Her other commissions included works for the Connecticut Commission for the Arts, American Savings Bank's corporate headquarters in White Plains, New York, Guest Quarters Hotel in Bethesda, Maryland and Connecticut State University. Her sculpture Maze I (2011) was commissioned for the Pratt Institute Sculpture Park. In 2017, her installation Beyond the Edge, a series of five large-scale works, was displayed in Dag Hammarskjold Plaza near the United Nations in New York City.

== Personal life ==
Hammond divorced at age 24, and in 1985, married Aldo Perotto, a professor at the Albert Einstein College of Medicine. She had two daughters.

== Exhibition history and recognition ==
Hammond's work has been shown in over 30 group exhibitions and numerous solo shows. Her solo exhibitions included shows at the Pindar Gallery and 112 Greene Street Gallery in SoHo, Howard Wise Gallery on West 57th Street, Hudson River Gallery, Osilas Gallery in Bronxville, Westlake Gallery in White Plains, and the Noyes Museum, which featured a retrospective of her work. Her international exhibitions included shows in Japan and Switzerland. In 2023, a retrospective of her work titled "Take Flight" was held at J. Mackey Gallery in East Hampton.

== Awards and achievements ==
Hammond received a National Endowment for the Arts Grant in 1981, a Ragdale Artists Community Fellowship in 1990, and the Women in Design International Compendium Certificate of Outstanding Achievement in 1986. She was a finalist for the Sculpture Garden at the University of West Florida in 1991 and received multiple sculpture and art awards from various institutions. In 2009, she was awarded the Museum of Greenery, Flowers, and Sculpture Prize at the Ube Tokiwa Museum's International Biennale sculpture competition in Japan for her 10-foot piece Redefining Space.
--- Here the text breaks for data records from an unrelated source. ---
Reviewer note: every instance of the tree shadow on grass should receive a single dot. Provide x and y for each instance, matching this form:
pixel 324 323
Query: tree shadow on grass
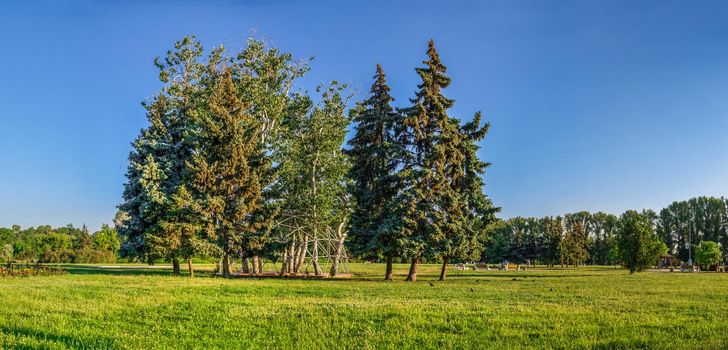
pixel 126 271
pixel 70 342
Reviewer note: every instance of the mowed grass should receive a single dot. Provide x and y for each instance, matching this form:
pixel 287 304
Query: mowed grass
pixel 595 307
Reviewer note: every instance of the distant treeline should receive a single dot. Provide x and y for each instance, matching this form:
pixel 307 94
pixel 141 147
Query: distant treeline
pixel 592 238
pixel 67 244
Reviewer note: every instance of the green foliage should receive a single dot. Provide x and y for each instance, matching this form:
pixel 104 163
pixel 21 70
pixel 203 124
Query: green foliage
pixel 376 154
pixel 6 252
pixel 708 253
pixel 66 244
pixel 690 222
pixel 639 245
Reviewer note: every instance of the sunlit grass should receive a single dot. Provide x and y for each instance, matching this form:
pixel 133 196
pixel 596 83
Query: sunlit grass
pixel 599 307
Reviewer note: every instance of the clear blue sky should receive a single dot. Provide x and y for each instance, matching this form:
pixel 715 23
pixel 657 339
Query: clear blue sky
pixel 595 105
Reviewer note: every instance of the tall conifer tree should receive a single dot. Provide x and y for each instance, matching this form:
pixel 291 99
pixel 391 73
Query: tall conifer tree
pixel 224 180
pixel 446 188
pixel 374 150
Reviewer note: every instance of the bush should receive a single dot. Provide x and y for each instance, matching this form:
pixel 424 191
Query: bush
pixel 18 270
pixel 708 254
== Later life and legacy ==
In 1998, Hammond relocated from Scarborough, New York, to East Hampton, New York, where she worked in a custom-built studio and sculpture garden designed by Charles Forberg, architect of LongHouse Reserve. She was also an early advocate for art therapy and taught young women at Bellevue Hospital how to create forms in clay.

== Death ==
Hammond died on October 23, 2024, in Los Angeles, California. Private services were held at the Getty Center in Los Angeles and on Cape Cod, and she was buried at Oak Grove Cemetery in Falmouth, Massachusetts.